Róisín Ingle

Sat, Oct 6, 2012, 01:00

   

OUT OF THE BLUE I am invited to a ball. I immediately think of the last ball I attended and squirm. That was back when I had money. I didn’t actually have money of course but the excesses of those days were catching and occasionally I behaved like somebody who did.

Because, and this is what I would have argued back then, it’s impossible to find clothes for a ball when you are what retailers kindly label plus-size. (Plus what? Vat?) So obviously I rang a fashion designer I had met once in my life and asked her to make something up for me. When I think about it now I say to my old-self: “What were you thinking, asking a fashion designer to make you an outfit, you madser?” My old-self replies: “Look, I couldn’t find anything. Anyway, I’m loaded. I do my weekly shop in the fanciest grocery store in town. What? You know how I adore their chocolate covered dried mangos.” That woman is dead to me now, dead, thank Merkel.

Deep down I thought the designer might whip me something up for €20. She whipped something up alright but it cost quite a bit more. I happily produced the credit card, delighted to shell out completely unnecessary cash back then I was. These days you’ll find me in the vegetable aisle of Lidl wondering should I splash out on vine ripened tomatoes or just stick with the ordinary ones. Times change, you know.

People change.

It was black of course, the custom-made designer outfit, black being the plus-size ballgoers friend. I thought it was the business. I went to the ball and was not a bit surprised when almost immediately a photographer approached wishing to take my picture in my custom-made designer gear.
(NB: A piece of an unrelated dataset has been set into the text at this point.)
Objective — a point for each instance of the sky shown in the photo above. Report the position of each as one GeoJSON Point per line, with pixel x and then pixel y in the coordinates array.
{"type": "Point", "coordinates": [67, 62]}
I was put in a photograph with another woman. I smiled a sort of enigmatic grin, conscious that eventually people might be gazing at the photograph in magazines wondering where I got my gear. The grin said: “Sorry babe, it’s a one-of-a-kind designer number.” The other woman in the picture was wearing dressy black trousers and a generously proportioned silk black top. When the photographer finished she turned to me and said: “Don’t worry, that photo won’t get used anywhere. They just put us together because we are fat and in black.” It put me right off balls to be honest. But here I am down the back of the coach on my way to another ball, trying to start a sing- song. I am wearing a sparkly, taffeta coat-dress belonging to my mother. Cost: €14 for the dry cleaning. There is a woman down the back of the coach called Melky Jean, a sister of Wyclef Jean, who has travelled from California to entertain the revellers. “Give us a tune,” I say. 99 bottles of beer on the wall, she begins, which is the American version of Ten Green Bottles. And that’s when I know tonight’s going to be a good night.